There's a conversation happening in engineering right now. People call it a DevEx shift. I don't have clean words for it yet. The ground is moving too fast; whatever I said six months ago is already stale.

But I know what it's not. It's not about tooling.

Building the tool is the easy part. Deploying it is the easy part. None of that lands if nobody uses what you built.

Who gives a crap about things that are never used.

That question cuts clean through every conversation about DevEx. The beautiful internal portal. The golden path template nobody follows. The CI pipeline that shaves seconds off a build two teams know exists. All of it; irrelevant. Elegant architecture; irrelevant. If nobody uses it, it's not a platform. It's a monument. You built a thing and walked away. The organization routed around it before you finished the README.

Start at the destination: adoption. Work backward from there to what enables it. Start with the tool and work forward and you build monuments. I've seen it a hundred times. A team spends six months on an internal platform. They launch. They declare victory. Two quarters later somebody runs the analytics and the thing has three users. Two of them are the team that built it. That's not adoption. That's a memorial service for a product nobody asked for.

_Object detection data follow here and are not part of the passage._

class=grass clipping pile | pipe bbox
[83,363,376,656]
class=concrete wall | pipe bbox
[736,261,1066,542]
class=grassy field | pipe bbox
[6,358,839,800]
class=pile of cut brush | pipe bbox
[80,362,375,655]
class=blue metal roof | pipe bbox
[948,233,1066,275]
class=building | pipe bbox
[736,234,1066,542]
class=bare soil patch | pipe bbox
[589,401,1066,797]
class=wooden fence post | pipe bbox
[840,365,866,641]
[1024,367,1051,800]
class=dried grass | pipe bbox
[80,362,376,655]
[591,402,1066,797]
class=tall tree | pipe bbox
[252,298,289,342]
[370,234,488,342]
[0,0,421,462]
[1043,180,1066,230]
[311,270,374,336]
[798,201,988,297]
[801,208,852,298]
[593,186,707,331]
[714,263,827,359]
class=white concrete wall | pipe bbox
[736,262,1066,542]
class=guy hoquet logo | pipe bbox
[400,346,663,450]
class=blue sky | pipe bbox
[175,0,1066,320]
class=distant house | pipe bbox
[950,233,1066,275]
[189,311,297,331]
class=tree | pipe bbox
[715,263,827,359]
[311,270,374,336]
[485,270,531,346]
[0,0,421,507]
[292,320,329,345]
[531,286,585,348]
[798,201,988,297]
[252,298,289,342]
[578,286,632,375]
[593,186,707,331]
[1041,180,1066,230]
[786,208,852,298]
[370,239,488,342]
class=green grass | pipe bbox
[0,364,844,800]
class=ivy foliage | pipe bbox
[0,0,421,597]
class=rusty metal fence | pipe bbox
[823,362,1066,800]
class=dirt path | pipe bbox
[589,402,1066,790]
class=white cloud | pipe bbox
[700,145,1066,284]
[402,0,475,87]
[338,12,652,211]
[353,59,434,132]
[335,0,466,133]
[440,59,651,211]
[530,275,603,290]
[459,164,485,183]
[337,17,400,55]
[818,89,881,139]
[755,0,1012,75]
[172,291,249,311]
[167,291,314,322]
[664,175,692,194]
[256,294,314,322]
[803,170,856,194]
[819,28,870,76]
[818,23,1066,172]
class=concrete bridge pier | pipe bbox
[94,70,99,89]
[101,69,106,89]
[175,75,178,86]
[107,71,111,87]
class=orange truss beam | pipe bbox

DevEx is shifting because engineering is shifting. Code production is being commoditized. Not replaced; commoditized. The work an engineer produces is worth less by the unit. What's worth more is what they decide: judgment, taste, knowing what not to build. That work doesn't fit in a ticket. Doesn't fit in a sprint. Doesn't fit in a metric.

Most organizations never cross the gap between deploying and adopting. They deploy; they declare victory; the engineers route around whatever was built and keep doing what worked before. Nobody checks whether anything took root. Nobody knows what root looks like in this context. Root looks like an engineer choosing your thing when they have a choice. That's adoption. Everything before that is just installation.

Adoption is the only measure that matters in compliance-heavy environments. I know that because it's what I'm building for. Call it Speckl if you need a name. It's scaffolding for agentic engineering where the problem isn't generating code fast enough. The problem is whether you can ship it. Whether it passes audit. Whether anyone trusts it. If a compliance team won't sign off, adoption is zero. If an engineer has to copy-paste out of the tool to do their actual work, adoption is also zero. Adoption is binary. You cannot half-adopt a tool. You use it or you route around it. Routing around is the default state of the world. Getting someone to stop routing around is the work.

The first user is the hardest one to get. Most teams invest in the launch; not in that first user. They prepare the staging environment but not the person. They write onboarding docs but don't sit through the friction. The first user doesn't need documentation. They need someone who cares whether the tool makes their actual Tuesday better. Not their hypothetical Tuesday. This Tuesday. The one with the compliance deadline and the review backlog and the ticket three days overdue.

Adoption is social. One engineer uses something; their life gets visibly better; others follow. But you have to get that one. You don't get that one by launching. You get that one by listening to what makes their Tuesday hard and building the thing that fixes exactly that. The Tuesday problem is always different from the deck problem. Always.

The tool that gets adopted is rarely the best tool. It's the tool that solves the problem people actually have. If your engineers are drowning in compliance documentation, a tool that makes documentation faster gets adopted. If leadership bought a tool to measure productivity, it won't. The difference is whose problem it solves.

This is where I see most platform teams go wrong. They build for a problem they diagnosed from two levels up. They build for what leadership said was the problem. They build for what they wish engineers cared about. They don't build for the Tuesday problem. The Tuesday problem is always different from the deck problem. Always.

DevEx is shifting from what you provide to what gets picked up. Supply-side to demand-side. Pushing tools to cultivating conditions. The words are still forming. But the direction is clear: adoption is the destination. Everything else is the ground you prepare to get there.

I don't have a neat framework for this. A framework implies the thing is settled. It's not. But the question stands. Who gives a crap about things that are never used. If you think about DevEx, start there. Not at the tool. Not at the stack. At the moment a human being looks at what you built and decides whether to try it. That moment is everything. Nothing else matters until that moment goes the right way.

The floor is open. What's your Tuesday look like.